Los extremistas ya están pidiendo que saquen las fuerzas armadas a imponer orden, porque es evidente que la policía no puede ni quiere hacerse cargo de la situación. Hastiados y agotados, procuran que la gente no arme broncas. Ni siquiera intentan acallar las duras críticas a Miguel Díaz-Canel y demás ministros que por estos días aparecen en Mesa Redonda llamando al distanciamiento individual. Los comentarios sobre la “estrategia” oficial para combatir la pandemia van del desprecio al sarcasmo, desafiando la presencia de los uniformados que se saben expuestos a contraer el virus y no sabrían cómo ni con qué detener a esa masa iracunda si las cosas llegaran a salirse de control.
A falta de productos menos tóxicos, el régimen repite que hay cloro a la venta -molotes mediante-, que se están fabricando miles de nasobucos y se irán aplicando medidas de forma escalonada para evitar las aglomeraciones. Sobre la urgencia alimentaria nada se ha dicho en concreto, mientras la crisis saca lo peor de los cubanos que se rehúsan a ser solidarios incluso con discapacitados, embarazadas o ancianos que por su avanzada edad no pueden permanecer tanto tiempo de pie haciendo fila.

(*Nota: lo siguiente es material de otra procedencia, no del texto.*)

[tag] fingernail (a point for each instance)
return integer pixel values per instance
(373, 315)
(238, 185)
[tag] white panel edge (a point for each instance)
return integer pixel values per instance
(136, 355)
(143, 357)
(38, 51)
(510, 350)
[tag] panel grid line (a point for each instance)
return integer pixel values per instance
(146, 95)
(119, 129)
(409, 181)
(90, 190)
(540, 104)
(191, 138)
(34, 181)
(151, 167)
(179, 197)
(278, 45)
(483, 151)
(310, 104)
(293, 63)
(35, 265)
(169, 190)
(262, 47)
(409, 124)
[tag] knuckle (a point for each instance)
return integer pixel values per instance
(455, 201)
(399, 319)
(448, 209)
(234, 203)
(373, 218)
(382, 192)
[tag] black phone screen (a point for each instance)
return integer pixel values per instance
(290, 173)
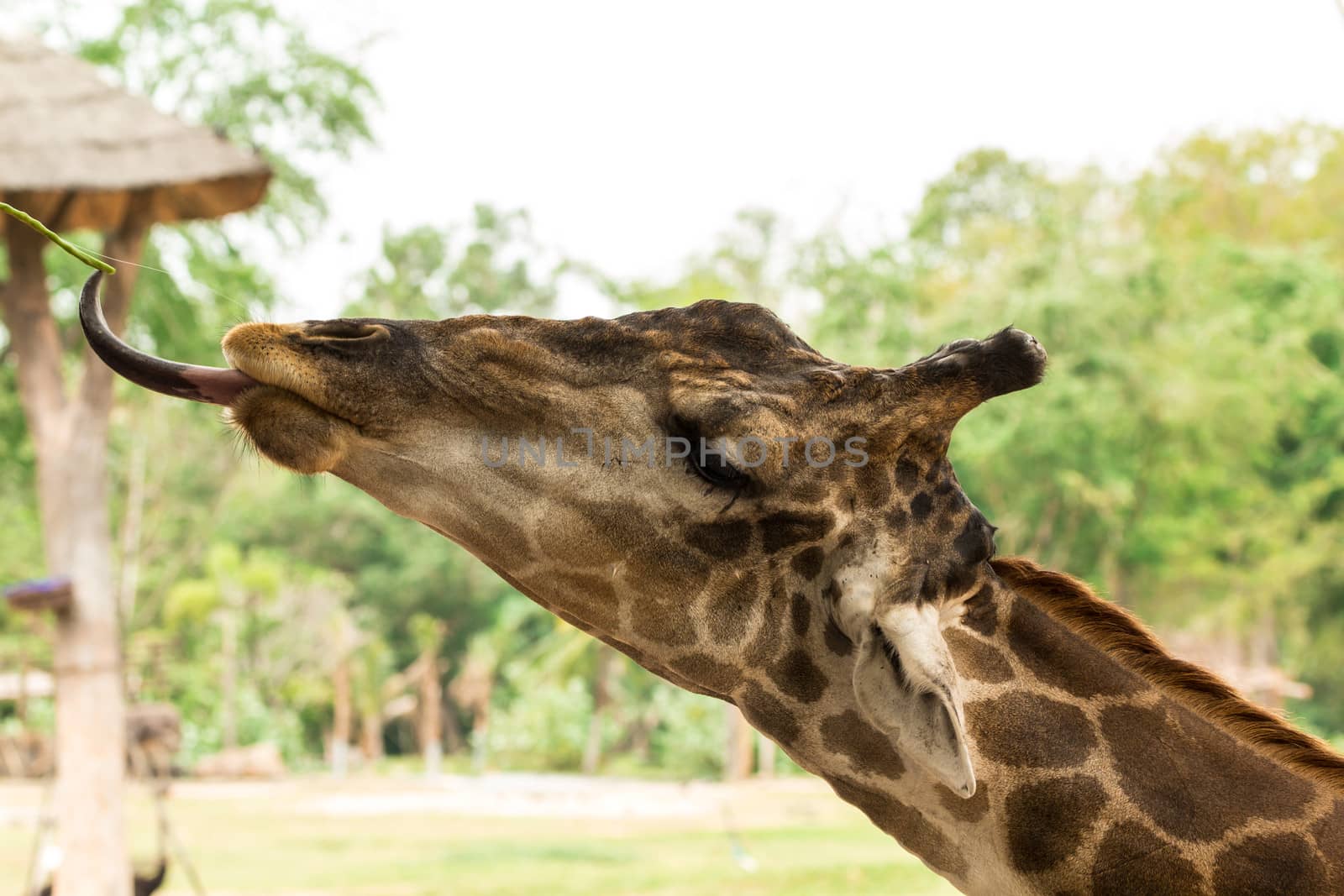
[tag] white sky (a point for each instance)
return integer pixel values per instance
(635, 130)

Existe toda una burocracia para poner a la venta los productos más demandados, y que abarca desde la demora en la distribución a los distintos establecimientos hasta el inventario que con toda la calma del mundo los dependientes realizan a la vista de gente desesperada y acomplejada por tener que empeñar la vida en tan poca cosa. Después le sigue el dilema de que solo una o dos cajas registradoras han sido habilitadas para atender a cientos de clientes.
A veces parece que lo hacen a propósito, quizás para provocar reacciones de consecuencias impredecibles. Otras veces es puro sadismo. A través del vidrio se les ve reír y conversar, sin apuro, mientras la gente se cuece al sol. Afuera, nadie quiere saber de las últimas cifras de la pandemia. “¡El coronavirus soy yo!”, exclaman con una mezcla de insolencia e ignorancia para dejar claro que no importa cuán grande sea la amenaza, no abandonarán las colas. El régimen puede afirmar que tienen controlada la situación; pero donde quiera que vendan pollo, puré de tomate, picadillo de pavo, jabón, detergente o yogurt de bolsa, habrá una mesa servida para la propagación del COVID-19 en Cuba.